The reduced mechanical strength of the tissues around a keratoconus and the ultrastructural disorganization of its matrix components are caused by proteolytic breakdown and incomplete repair. In most biochemical studies on this subject, reduced collagen content and increased collagenase and gelatinase activity have been reported. Since interleukin-1 (IL-1) promotes secretion of prostaglandin E-2 (PG-E2 and collagenase, we were interested in the number of membrane receptors for these cytokines on keratoconus fibroblasts and determined the corresponding dissociation constant (kD).

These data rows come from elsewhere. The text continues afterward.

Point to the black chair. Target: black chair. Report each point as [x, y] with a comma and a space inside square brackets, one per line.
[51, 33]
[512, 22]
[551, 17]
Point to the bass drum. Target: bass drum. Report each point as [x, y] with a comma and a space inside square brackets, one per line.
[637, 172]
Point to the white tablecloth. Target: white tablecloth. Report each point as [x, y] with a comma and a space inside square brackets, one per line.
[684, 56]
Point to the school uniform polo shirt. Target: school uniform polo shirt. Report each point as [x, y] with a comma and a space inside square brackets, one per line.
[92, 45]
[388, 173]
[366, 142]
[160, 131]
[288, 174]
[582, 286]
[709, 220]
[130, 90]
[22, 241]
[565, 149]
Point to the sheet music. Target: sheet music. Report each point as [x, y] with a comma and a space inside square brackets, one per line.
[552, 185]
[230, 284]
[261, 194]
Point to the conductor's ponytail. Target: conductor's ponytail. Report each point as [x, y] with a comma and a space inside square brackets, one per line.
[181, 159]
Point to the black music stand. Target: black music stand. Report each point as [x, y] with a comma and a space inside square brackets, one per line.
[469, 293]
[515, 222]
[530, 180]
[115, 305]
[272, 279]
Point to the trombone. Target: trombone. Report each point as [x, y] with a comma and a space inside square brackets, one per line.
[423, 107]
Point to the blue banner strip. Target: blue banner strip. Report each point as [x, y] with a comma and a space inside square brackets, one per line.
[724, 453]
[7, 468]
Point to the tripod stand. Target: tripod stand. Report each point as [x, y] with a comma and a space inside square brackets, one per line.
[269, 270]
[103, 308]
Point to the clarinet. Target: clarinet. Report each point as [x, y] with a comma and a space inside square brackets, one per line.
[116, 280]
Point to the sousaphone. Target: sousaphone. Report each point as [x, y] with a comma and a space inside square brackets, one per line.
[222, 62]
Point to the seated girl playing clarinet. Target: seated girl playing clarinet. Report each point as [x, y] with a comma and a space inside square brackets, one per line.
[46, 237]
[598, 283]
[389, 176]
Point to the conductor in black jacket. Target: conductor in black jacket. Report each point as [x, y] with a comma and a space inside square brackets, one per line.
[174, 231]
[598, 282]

We also studied the kinetics of cyclo-oxygenase and the synthesis of PG-E2, IL-1 and collagen. We compared the data with data from normal human corneas. 1) There was a significant difference (P < 0.05) between the specific binding of [125I]-IL-1 in keratoconic and normal corneal cells. In keratoconus, the number of receptors was four times higher (7000 +/- 100 binding sites per cell) than in normal corneas (1540 +/- 100 binding sites per cell). However, there was little difference between the dissociation constants for keratoconic ([6.21 +/- 0.5] x 10(-11) and normal ([6.27 +/- 0.5] x 10(-11) corneal cells. 2) Under the study conditions, interleukin-1 was found neither in normal nor in keratoconic cornea. 3) Synthesis of PG-E2 without stimulation of cells by IL-1, which was observed in 8 corneas with and 8 without keratoconus, showed that keratoconus cells secrete ten times more PG-E2 than normal corneals cells. If IL-1 is added to the incubation medium, which contains [3H]-labeled arachidonic acid, PG-E2 synthesis increases more than in normal corneal cells. 4) After adding IL-1, the collagen concentration in keratoconus cells in culture was more pronounced than in normal corneal cells. It is still not known why the anomalies discussed above occur in keratoconus. The increase in IL-1 receptor expression and the high level of cyclooxygenase activity are very probably due to genetic causes, because they are observed even after 40 generations of cell cultures.